Total Phosphorus, Zinc, Copper, and Manganese Concentrations in Cecil Soil Through 10 Years of Poultry Litter Application

He, Zhongqi, Endale, Dinku M., Schomberg, Harry H., Jenkins, Michael B.
Soil science 2009 v.174 no.12 pp. 687
poultry manure, soil amendments, long term experiments, agricultural soils, phosphorus, zinc, copper, manganese, soil fertility, soil chemistry, soil nutrients, no-tillage, conservation tillage, Georgia
Poultry litter (PL) is an inexpensive and effective source of plant nutrients. However, overapplication could result in phosphorus (P) and heavy metal accumulation in soils. A field experiment evaluating PL application to a Cecil soil used for cotton and corn production has been maintained for 10 years.

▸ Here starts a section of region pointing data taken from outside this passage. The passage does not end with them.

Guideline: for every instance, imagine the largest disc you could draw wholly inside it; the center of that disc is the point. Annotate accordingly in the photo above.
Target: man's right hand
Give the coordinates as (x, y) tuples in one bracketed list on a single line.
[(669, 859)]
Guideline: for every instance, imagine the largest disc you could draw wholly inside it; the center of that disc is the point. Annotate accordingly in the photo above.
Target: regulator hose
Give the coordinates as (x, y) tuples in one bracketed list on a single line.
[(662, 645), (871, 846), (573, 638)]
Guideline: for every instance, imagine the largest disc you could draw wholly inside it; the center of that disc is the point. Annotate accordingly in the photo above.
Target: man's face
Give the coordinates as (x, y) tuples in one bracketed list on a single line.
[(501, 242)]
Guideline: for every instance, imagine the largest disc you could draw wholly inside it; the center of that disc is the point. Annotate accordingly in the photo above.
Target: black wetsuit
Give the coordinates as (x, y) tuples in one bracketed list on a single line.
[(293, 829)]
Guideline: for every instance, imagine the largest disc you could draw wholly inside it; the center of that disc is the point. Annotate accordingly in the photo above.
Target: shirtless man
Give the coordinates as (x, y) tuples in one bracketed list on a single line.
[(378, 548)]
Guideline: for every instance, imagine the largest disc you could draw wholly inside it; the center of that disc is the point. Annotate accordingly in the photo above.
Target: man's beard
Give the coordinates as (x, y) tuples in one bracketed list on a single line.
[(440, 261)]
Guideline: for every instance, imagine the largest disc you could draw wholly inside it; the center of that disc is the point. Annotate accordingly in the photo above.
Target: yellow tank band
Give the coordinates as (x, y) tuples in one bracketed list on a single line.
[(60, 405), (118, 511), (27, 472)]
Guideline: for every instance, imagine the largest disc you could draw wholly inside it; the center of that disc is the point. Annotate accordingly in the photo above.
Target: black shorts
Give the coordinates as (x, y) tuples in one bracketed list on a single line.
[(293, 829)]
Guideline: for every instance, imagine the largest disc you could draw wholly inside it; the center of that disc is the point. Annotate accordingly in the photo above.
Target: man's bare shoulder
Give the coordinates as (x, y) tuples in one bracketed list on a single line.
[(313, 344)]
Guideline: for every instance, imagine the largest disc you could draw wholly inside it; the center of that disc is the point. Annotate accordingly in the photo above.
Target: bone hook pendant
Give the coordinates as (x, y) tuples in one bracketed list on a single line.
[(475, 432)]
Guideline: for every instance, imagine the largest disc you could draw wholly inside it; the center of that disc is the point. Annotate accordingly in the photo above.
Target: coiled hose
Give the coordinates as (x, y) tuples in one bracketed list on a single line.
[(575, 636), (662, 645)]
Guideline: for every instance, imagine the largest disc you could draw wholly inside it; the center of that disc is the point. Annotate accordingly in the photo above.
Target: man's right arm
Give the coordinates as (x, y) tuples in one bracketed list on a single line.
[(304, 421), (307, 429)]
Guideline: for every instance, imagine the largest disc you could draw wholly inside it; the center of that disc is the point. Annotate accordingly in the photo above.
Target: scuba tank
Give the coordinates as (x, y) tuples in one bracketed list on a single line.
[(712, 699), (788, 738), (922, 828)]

At the end of the cotton phase (i.e., the first 5 years), PL annually applied at 4.5 Mg ha did not increase concentrations of total soil P, zinc (Zn), Cu, or manganese. During the corn phase (i.e. the second 5 years), PL application rates were increased from two to four times that used for cotton partly because of corn's greater N demand. With this change, the average total P in the surface 15-cm soil nearly doubled to about 560 mg kg of dry soil in both conventional till and no-till fields at the end of the corn phase. During the same time, Cu increased from 7 to 22 mg kg and Zn increased from 17 to 32 mg kg of dry soil. Levels of manganese were basically unchanged. Total P and Cu also increased in the 15- to 30-cm depth, with concentrations in the 0 to 15 cm being 1.8 to two times that in the 15 to 30 cm for P and approximately two times for Cu. Relationships between extractable versus total P and Zn changed at a threshold point beyond which extractable P and Zn increased at more than double the initial rate. It seems that once accumulation of P and Zn exceeded the soil buffer capacity, nutrient availability was significantly altered. Therefore, close monitoring of soil nutrients especially P is essential to avoid over application of PL that may potentially pose environmental risks for water pollution.